Yine kadir gecesi hakkında olan Duhan suresinin: 'O gecede ayrılır, takdir edilir her hükmolunan şey.' 4. ayetinde ki 'ayrılır' yüklemi muzari (geniş zaman) olarak gelmiş ve muzari Arapçada o fiilin devamlı ve sürekli gerçekleştiğini gösterir. Ehl-i Beyt (a.s.)'dan gelen rivayetler de bu konuyu vurgulamaktadır. İmam Muhammed Taki (a.s) buyuruyor: 'Ali (a.s), İbn-i Abbas'a şöyle buyurdu: 'Kadir gecesi her yılda vardır. Bu gecede bir yılın işleri nazil olur.'[8] Resul-u Ekrem (s.a.a), Ebuzer (r.a)'in kadir gecesi hakkında sorduğu soruya şöyle cevap buyurdular: 'Bu gece kıyamete kadar vardır.'[9]

 

Ehl-i Sünnet alimleri de kadir gecesinin aynı şekilde devam ettiği görüşündedirler.[10]

 

Üçüncü ihtimalin cevabına geçmeden önce belirtmek gerekir ki, kadir gecesinin İslam kültüründe kendisine özgü özelliklerinden dolayı büyük bir önemi vardır. O geceyi ihya etmek ve ona önem vermek hakkında birçok rivayet nakledilmiştir.

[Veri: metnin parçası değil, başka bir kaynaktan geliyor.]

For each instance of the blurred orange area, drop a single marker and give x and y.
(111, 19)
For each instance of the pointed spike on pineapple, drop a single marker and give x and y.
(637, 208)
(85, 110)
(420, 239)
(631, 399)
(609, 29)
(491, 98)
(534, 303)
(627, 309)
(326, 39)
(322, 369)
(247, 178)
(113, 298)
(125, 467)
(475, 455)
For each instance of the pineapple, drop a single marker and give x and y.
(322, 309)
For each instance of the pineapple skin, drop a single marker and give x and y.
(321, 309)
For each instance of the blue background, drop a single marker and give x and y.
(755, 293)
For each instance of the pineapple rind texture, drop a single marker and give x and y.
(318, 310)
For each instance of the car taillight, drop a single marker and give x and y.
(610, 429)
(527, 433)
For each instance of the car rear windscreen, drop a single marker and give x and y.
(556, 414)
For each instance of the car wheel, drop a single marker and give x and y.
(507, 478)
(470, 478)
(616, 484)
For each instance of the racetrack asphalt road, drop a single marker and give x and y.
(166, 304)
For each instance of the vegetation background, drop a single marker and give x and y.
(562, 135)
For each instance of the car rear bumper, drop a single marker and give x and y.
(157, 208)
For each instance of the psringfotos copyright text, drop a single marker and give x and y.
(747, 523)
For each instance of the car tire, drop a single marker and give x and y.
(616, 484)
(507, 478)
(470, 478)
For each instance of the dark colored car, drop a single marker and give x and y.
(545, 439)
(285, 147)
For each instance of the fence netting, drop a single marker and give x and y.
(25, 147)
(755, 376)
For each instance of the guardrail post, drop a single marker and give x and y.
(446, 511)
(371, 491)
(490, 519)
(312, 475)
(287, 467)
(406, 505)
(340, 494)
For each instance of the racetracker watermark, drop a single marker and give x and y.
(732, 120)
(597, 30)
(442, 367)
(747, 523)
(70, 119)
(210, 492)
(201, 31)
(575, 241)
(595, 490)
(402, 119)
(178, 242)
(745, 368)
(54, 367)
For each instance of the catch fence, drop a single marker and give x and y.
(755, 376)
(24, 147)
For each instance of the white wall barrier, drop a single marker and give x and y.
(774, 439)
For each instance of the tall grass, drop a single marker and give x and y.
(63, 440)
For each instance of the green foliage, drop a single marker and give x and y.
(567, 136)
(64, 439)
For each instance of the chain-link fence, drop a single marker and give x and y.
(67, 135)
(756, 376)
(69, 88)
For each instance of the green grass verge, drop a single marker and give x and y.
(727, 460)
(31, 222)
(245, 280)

Örneğin Seyid b.Tavus 'İkbal' adlı değerli eserinde Resulullah'ın (s.a.a)'in şöyle buyurduğunu rivayet eder: 'Musa (a.s) dedi ki: 'İlahi, sana yakın olmayı istiyorum.' Allah-u Teala buyurdu: 'Benim yakınlığım kadir gecesinde uyanık kalanlaradır.' Arz etti: 'İlahi rahmetini istiyorum.' Buyurdu: 'Benim rahmetim, kadir gecesi fakirlere rahmedenleredir.' Arz etti: 'Allahım! Kurtuluş istiyorum, ateşten kurtuluş.' Buyurdu: 'Bu, kadir gecesinde istiğfar edenler içindir.' Arz etti: 'Allahım! Rızanı istiyorum.' Buyurdu: 'Benim rızam, kadir gecesi iki rekat namaz kılan içindir.'[11]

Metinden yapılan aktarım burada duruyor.